Let’s face it, in today’s world it seems people equate taking vacation, taking a break, and disconnecting from work as slacking off. Like it or not, that is the perception out there. What’s missing, though are the cold hard facts that restful time off and a varied, fulfilling, and rich life actually result in more personal and professional effectiveness and productivity, not less.
Where did you get your last best idea? Was it on schedule in your desensitized cubicle chamber? Was it while you were toiling away in your home office? I doubt it. Most likely it was while you were in the shower, taking a walk, working out, on vacation, or enjoying wine and dinner with a friend. It is impossible to innovate and create on demand and under the gun. So, why do big business and many small business owners still equate # of hours with productivity?
In a recent Worthwhile Magazine article called “The Secret to Success: Work Less” Anita Sharpe poses some great questions:
Taking time off is still too often equated with slacking off. How many of you honestly think you can go away for two weeks and
a.) not check email even once
b.) not be called a single time by your office or a client
c.) not be a little concerned if you could completely disappear for two weeks and no one really missed you?
How about you? Can you honestly say yes to these 3 questions? I know I can, and will be saying a big YES to them next week while I am exploring Alberta, Canada. As much as I am passionate about building my business, I know that no one in this world is indispensable, and I deserve to have play time to just BE, enjoy nature, and connect deeply with my partner. She and I can thoroughly attest to the benefits of disconnecting completely and escaping to a great environment which is why we love to do it at least several times a year.
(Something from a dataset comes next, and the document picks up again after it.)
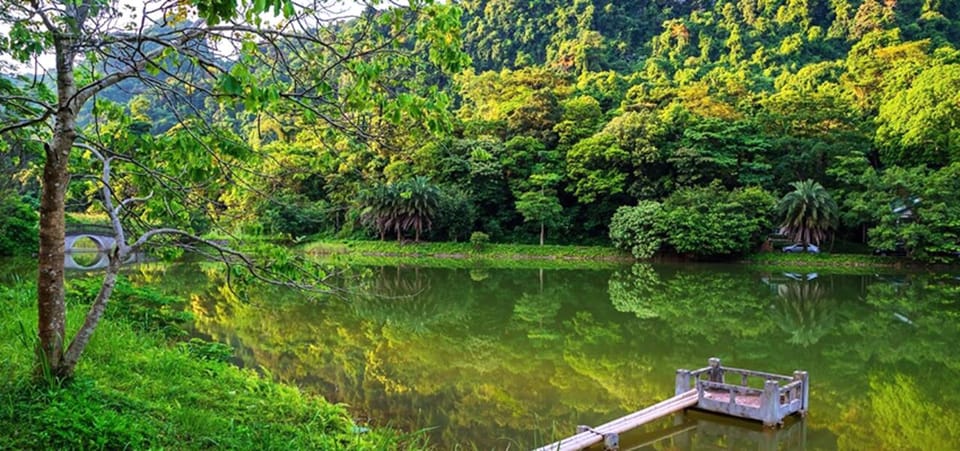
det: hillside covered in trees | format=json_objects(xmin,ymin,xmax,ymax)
[{"xmin": 3, "ymin": 0, "xmax": 960, "ymax": 261}]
Sharpe references a previous article “Work Less, Achieve More” by Margaret Heffernan. In this earlier article Heffernan talks about Michael Eisner’s fall from grace at Disney.
The most bizarre achievement of which Eisner boasts: that, in 28 years of hard labor in the entertainment industry, he only took one week off ever.
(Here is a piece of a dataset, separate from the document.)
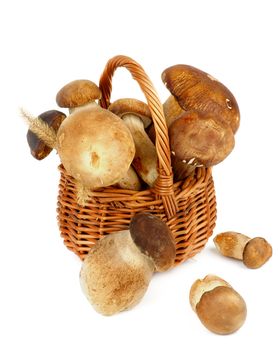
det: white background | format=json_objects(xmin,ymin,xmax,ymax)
[{"xmin": 0, "ymin": 0, "xmax": 278, "ymax": 350}]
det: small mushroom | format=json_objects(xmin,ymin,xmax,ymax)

Do you know someone who would find this bizarre achievement laudable? Is that someone you? Was it ingrained in you by your family, mentors, or bosses that anything less than working yourself to death meant being a failure?
If you believe these messages and clichés (“you snooze, you lose” or “idle hands are the devil’s workshop”) that get handed down and lived out before your very eyes you will find yourself working into burnout and dis-ease even if you keep saying what you want is a more fulfilling life or time off to enjoy life.
So, what can you do? My advice is to simply buck the trend. Even if everyone is working 15 hours a day, you don’t need to. It is like the old motherly advice – if everyone jumped off the Brooklyn Bridge, would you jump too? That’s a lot like what we’re faced with in the fast paced, burned out, insane business environment portrayed in these articles. You might think “I can’t” when it comes to taking the time you need. I say that you can’t afford not to take care of yourself. No one is coming to save you and no one (except those who love you) will really care if you drop dead or lose your health on the job.
You are in charge of “You, Inc.” and it’s time you took a leadership role. Next time you’re feeling guilty like you’re slacking off, know that time away from the professional grind will fuel your fire, ultimately make you more successful, and allow you to cultivate a fulfilling personal life as well. Imagine that!
lesbian , lesbian business owners,LGBT ,GLBT , self-care, avoid burnout, rest and relaxation
4 thoughts on “Slack Off, Succeed More”
Good post, Paula, and good advice. I read an article about Americans taking fewer and shorter vacations so they wouldn't miss e-mail messages and conference calls.
As a travel professional, that disturbs me, but as someone who knows the value of recharging my batteries, I'm committed to fixing this. You can read my blog post, "Unencumbered Vacation Time" at http://www.typepad.com/t/trackback/5744604.
Wonderfull advise, as a business owner it is hard to find the time to relax and enjoy life. I am just coming to the relization that I need the time away to recoup my way of thinking not to mention I need to learn how to relax. If there is anyone that want to teach, you can email me at [email protected]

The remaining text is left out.